The flying with these two included two interesting situations. The first was on a leg from Lima to Miami. After a whole day of on again, off again rescheduling in Santiago (thus keeping us awake all day), we finally got out of Santiago to Lima in the evening in one of the freighters. The captain flew that leg. After refueling in Lima, we took off for Miami—I was flying.

As we climbed through about 10,000 feet, the flight engineer announced that we were losing oil out of the #4 engine. That oil tank holds 7.0 gallons. The book calls for shutting down the engine if it drops below 1.5 gallons. He made his announcement at about 2.0 gallons. Jet engines leak rather than burn oil, and the oil pressure within the engine is directly proportional to the engine rpm. The standard procedure for engine oil loss calls for pulling the engine back to idle power. If that stops the leak, you can leave it there and then still have it available for the approach and landing. We pulled the engine back, and that did pretty much stop the leak, but it left us with a heavy freighter staggering to gain altitude on three engines. Our climb rate was down to a couple hundred feet a minute, and we were headed for the Andes, with peaks in the area in the neighborhood of 20,000.

I lucked out in that I had the easy part—flying the airplane. The procedures call for the flying pilot to do just that and only that: fly the airplane and stay out of the problem as much as possible. All sorts of accidents have been caused by the situation of an airplane wandering around the sky while the crew was totally absorbed in a problem. The United DC-8 that went down in Portland was that kind of situation, everybody was working a problem with the gear and nobody was paying attention to the flying and they ran themselves out of fuel.

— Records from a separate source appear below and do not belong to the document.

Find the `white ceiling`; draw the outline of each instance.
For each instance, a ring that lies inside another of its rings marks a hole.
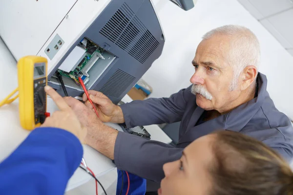
[[[293,0],[238,0],[293,56]]]

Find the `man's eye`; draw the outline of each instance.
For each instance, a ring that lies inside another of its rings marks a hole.
[[[182,164],[182,161],[180,160],[180,166],[179,167],[179,170],[182,171],[183,170],[183,165]]]
[[[209,71],[212,71],[213,70],[214,70],[214,69],[212,68],[212,67],[208,67],[208,69],[209,69]]]

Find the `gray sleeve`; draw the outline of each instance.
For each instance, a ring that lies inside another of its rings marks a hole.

Anyway, I got to have fun experimenting with the airplane on three engines while the captain had to negotiate a quick reroute to get us over the sea since there was no way we could top the Andes in the distance we had remaining before reaching them. After the reroute the captain had to decide what to do. Technically we could still reach Miami, but because of not being able to climb to the higher altitudes, we would use a lot of fuel and would land in Miami with only around 15,000 pounds. There was a solid hour of intense radio traffic between us and New York trying to figure out what to do. It was all complicated by the fact that with all the trouble Tower has had lately, we couldn't afford an engine shutdown. That would mean the FAA would get involved.

Finally, the captain decided to land at Panama. The problem then became that on arrival at Panama we would be 50,000 pounds over the maximum landing weight. The solution was that we dumped 50,000 pounds of fuel over the Pacific just before starting the descent.

We spent seven hours in Panama in the heat and humidity. The ideas of what should be done cycled between going to the hotel and waiting for an engine to be flown in, trying to fix the engine on the airplane, or just loading it up with oil and trying for Miami. We finally did the latter after the mechanic with us found a couple of small leaks and tightened things up. It didn't fix the problem, but it did cut down on the loss rate. We landed in Miami with about 3 gallons of oil in that engine after having used the engine normally.

The wait in Panama was complicated by the fact that our cargo was 100 tons of fresh Salmon. After we arrived in Miami, we were told they had actually started three DC-8s toward us to download our cargo.

Well, I'm tired of typing. I'll relate the second item later and tell you what Jean was doing while I was flitting around.